On the other hand, Eurozone inflation, as per the preliminary readings of the Harmonized Index of Consumer Prices (HICP) rose 10.0% YoY compared to 10.4% expected and 10.6% prior. However, the Core HICP remained unchanged at the all-time high of 5.0% YoY and highlights the inflation woes in the bloc. Furthermore, Germany’s Unemployment Rate rose to 5.6% in November versus 5.5% market expectations and prior. The details suggest that the Unemployment Change arrived at 17K versus 13K expected and 8K previous readout.
It should be noted that the gradual easing of the Covid-led activity controls in China joined hopes of speedy recovery from recession to also favor the EUR/USD upside.

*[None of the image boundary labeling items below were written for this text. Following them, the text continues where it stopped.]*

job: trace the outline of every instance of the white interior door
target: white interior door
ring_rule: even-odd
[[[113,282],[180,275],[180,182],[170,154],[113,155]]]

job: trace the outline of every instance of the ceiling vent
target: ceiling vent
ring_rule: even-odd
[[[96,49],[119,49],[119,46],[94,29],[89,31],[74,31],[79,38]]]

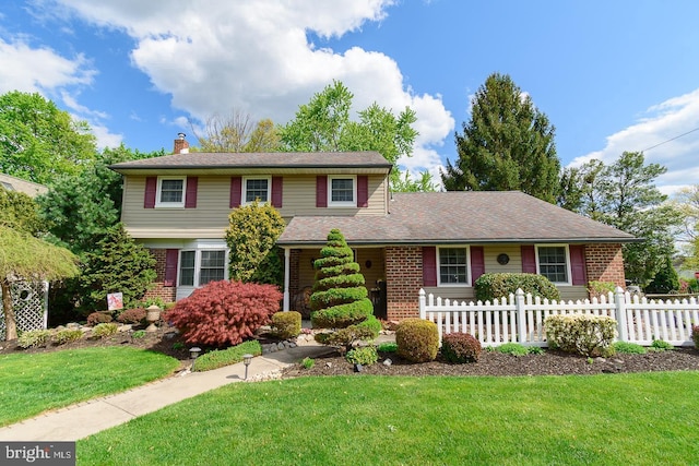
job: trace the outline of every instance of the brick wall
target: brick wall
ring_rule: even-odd
[[[621,244],[587,244],[585,263],[588,266],[588,282],[612,282],[616,286],[626,287]]]
[[[145,292],[144,298],[161,298],[165,302],[174,302],[177,288],[174,286],[165,286],[165,249],[149,249],[151,255],[155,258],[155,283],[153,288]]]
[[[390,321],[419,316],[423,248],[386,248],[387,314]]]
[[[301,255],[300,249],[292,249],[288,254],[288,296],[293,301],[294,297],[298,295],[298,280],[299,273],[298,267],[300,265],[299,259]],[[284,263],[284,259],[282,258],[282,263]],[[294,306],[294,302],[291,302],[289,306]],[[295,309],[291,309],[294,311]]]

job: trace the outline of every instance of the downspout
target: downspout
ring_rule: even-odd
[[[283,311],[288,311],[288,308],[289,308],[288,283],[289,283],[291,256],[292,256],[292,250],[289,248],[284,248],[284,304],[282,307]]]

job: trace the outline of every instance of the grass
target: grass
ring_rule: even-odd
[[[126,347],[0,356],[0,426],[142,385],[169,374],[178,363]]]
[[[699,372],[237,383],[78,442],[79,465],[699,464]]]

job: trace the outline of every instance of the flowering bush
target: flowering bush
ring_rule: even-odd
[[[164,315],[190,344],[238,345],[280,310],[282,294],[274,285],[211,282],[175,304]]]

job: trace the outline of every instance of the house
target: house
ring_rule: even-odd
[[[418,313],[420,288],[469,300],[486,272],[547,276],[565,299],[591,280],[625,285],[621,244],[631,235],[518,191],[392,193],[376,152],[188,153],[112,165],[123,175],[122,222],[157,259],[152,291],[176,300],[227,278],[228,214],[260,199],[287,223],[284,309],[303,306],[312,262],[332,228],[354,249],[375,313]]]

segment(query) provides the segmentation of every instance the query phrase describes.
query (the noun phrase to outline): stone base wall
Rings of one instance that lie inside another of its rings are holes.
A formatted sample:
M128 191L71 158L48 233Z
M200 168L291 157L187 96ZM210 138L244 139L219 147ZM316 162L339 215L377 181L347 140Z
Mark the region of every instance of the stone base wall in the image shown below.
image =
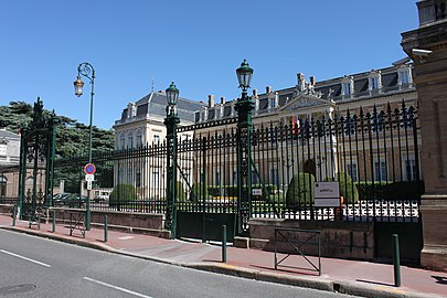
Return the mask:
M374 258L374 224L364 222L323 222L256 219L249 221L249 247L274 251L275 228L318 230L321 231L321 256L349 259ZM296 246L315 233L281 232ZM292 253L292 246L278 235L277 251ZM300 249L306 255L318 255L318 238L312 237ZM296 253L296 252L295 252Z
M424 268L447 272L447 195L423 195L421 213L424 226Z
M0 205L0 214L12 215L13 205ZM68 223L71 212L85 212L83 209L52 207L45 210L43 221L51 222L53 211L56 213L56 222ZM148 214L137 212L92 211L92 226L103 227L105 215L108 215L109 230L119 230L130 233L148 234L152 236L170 238L170 232L163 230L163 214Z

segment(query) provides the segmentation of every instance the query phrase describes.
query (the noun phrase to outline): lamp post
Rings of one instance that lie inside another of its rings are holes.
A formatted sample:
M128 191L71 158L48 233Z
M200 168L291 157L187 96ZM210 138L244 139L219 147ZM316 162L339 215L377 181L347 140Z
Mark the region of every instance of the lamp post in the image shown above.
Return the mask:
M171 238L175 237L177 221L177 126L180 119L177 116L177 100L179 99L179 89L172 82L166 89L168 106L166 108L164 126L167 129L167 213L164 228L171 231Z
M237 111L237 233L248 231L248 219L251 217L252 195L252 110L255 104L248 96L247 89L253 76L253 68L246 60L236 70L241 98L237 98L235 109Z
M85 76L91 81L91 123L88 125L88 163L92 163L92 123L93 123L93 96L95 95L95 68L88 62L81 63L77 66L77 79L73 82L75 88L75 95L79 97L83 95L84 82L81 79L81 75ZM79 198L81 198L79 193ZM85 219L85 230L91 230L91 188L87 187L87 206L86 206L86 219Z

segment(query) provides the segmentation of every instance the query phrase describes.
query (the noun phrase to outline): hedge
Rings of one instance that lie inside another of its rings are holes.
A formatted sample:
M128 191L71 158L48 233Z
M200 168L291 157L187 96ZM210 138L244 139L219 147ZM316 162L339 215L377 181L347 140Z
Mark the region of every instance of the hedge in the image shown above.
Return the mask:
M297 209L313 204L315 177L311 173L294 174L286 193L286 206Z
M114 188L109 196L109 203L123 203L137 200L137 190L131 184L118 184Z
M359 190L352 178L345 172L338 172L336 181L339 181L340 195L344 199L344 204L352 204L359 202ZM333 178L328 177L326 181L334 181Z

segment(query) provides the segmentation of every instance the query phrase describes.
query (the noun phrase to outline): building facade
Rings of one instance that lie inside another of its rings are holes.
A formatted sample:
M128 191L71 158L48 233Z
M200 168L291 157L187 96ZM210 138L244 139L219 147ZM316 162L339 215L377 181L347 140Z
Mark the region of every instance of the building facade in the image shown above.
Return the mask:
M408 61L321 82L315 76L307 82L299 73L292 87L274 91L267 86L263 94L254 89L255 131L280 139L276 141L276 151L281 153L267 156L265 151L270 150L269 147L254 149L258 150L258 161L253 166L256 172L252 175L253 182L268 182L287 191L290 171L310 172L317 181L333 178L338 172L347 172L354 181L414 181L416 174L422 179L416 148L421 136L411 132L416 124L413 124L413 115L417 108L417 92ZM237 117L235 104L236 100L225 102L224 98L215 104L210 96L209 105L195 113L199 128L195 136L232 131L235 121L228 119ZM311 135L310 130L315 132L318 127L324 127L324 137L306 139L302 136L306 129ZM298 135L301 137L296 143L285 142L287 134L296 135L296 139ZM397 143L404 139L405 146ZM295 157L290 156L294 151ZM235 183L235 162L225 175L216 173L219 167L215 168L206 169L211 179L207 183Z
M166 126L168 100L163 92L152 92L136 103L129 103L123 110L121 118L115 123L116 150L123 156L114 167L114 185L131 184L137 190L139 200L158 200L164 198L164 158ZM194 113L201 103L179 97L177 111L180 126L194 124ZM193 131L180 132L179 139L192 139ZM126 150L132 151L126 156ZM132 158L135 152L140 158ZM182 160L184 172L190 172L192 160Z

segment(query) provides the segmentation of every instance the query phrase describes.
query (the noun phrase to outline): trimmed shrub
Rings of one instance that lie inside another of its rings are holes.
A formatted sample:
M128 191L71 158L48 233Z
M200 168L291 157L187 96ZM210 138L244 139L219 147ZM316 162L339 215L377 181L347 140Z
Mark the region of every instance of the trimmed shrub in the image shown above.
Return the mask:
M284 203L284 194L281 192L277 192L270 194L266 198L267 203Z
M340 195L344 199L344 204L352 204L359 202L359 190L352 178L345 172L338 172L336 174L337 179L328 177L326 181L339 181L340 183Z
M294 174L286 193L286 206L298 209L313 204L315 177L311 173Z
M177 202L184 202L187 200L187 193L184 191L183 182L177 181Z
M111 191L109 200L110 204L135 201L137 200L137 190L130 184L118 184Z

Amid these plays, the US Dollar Index (DXY) snapped a three-day uptrend while portraying the biggest daily loss in a week, not to forget mentioning the biggest monthly fall since September 2010. It’s worth noting that the Wall Street benchmarks cheered the dovish remarks from Fed Chair while the United States 10-year Treasury bond yields reversed the early gains to end November on a negative footing around 3.61%.
Moving ahead, Germany’s Retail Sales for October, expected -2.8% YoY versus -0.9% prior, could offer immediate directions to the EUR/USD pair ahead of the Fed’s preferred inflation gauge, namely US Core Personal Consumption Expenditure (PCE) Price Index for October, expected 5.0% YoY in October versus 5.1% prior. Also important will be the monthly prints of the US ISM Manufacturing PMI for November, expected 49.8 versus 50.2 prior.
Other than the data, comments from the Federal Reserve and the European Central Bank (ECB) policymakers will also be crucial for the EUR/USD traders to watch.
Technical analysis
EUR/USD’s sustained closing beyond the 200-DMA, around 1.0370 by the press time, keeps the buyers hopeful. On the same line could be the quote’s successful rebound from the 61.8% Fibonacci retracement level of June-September downside, close to 1.0300.
That said, EUR/USD bulls keep their eyes on an upward-sloping resistance line from August 10, near 1.0500 at the latest, before targeting the late June swing high around 1.0615 and June’s peak surrounding 1.0775.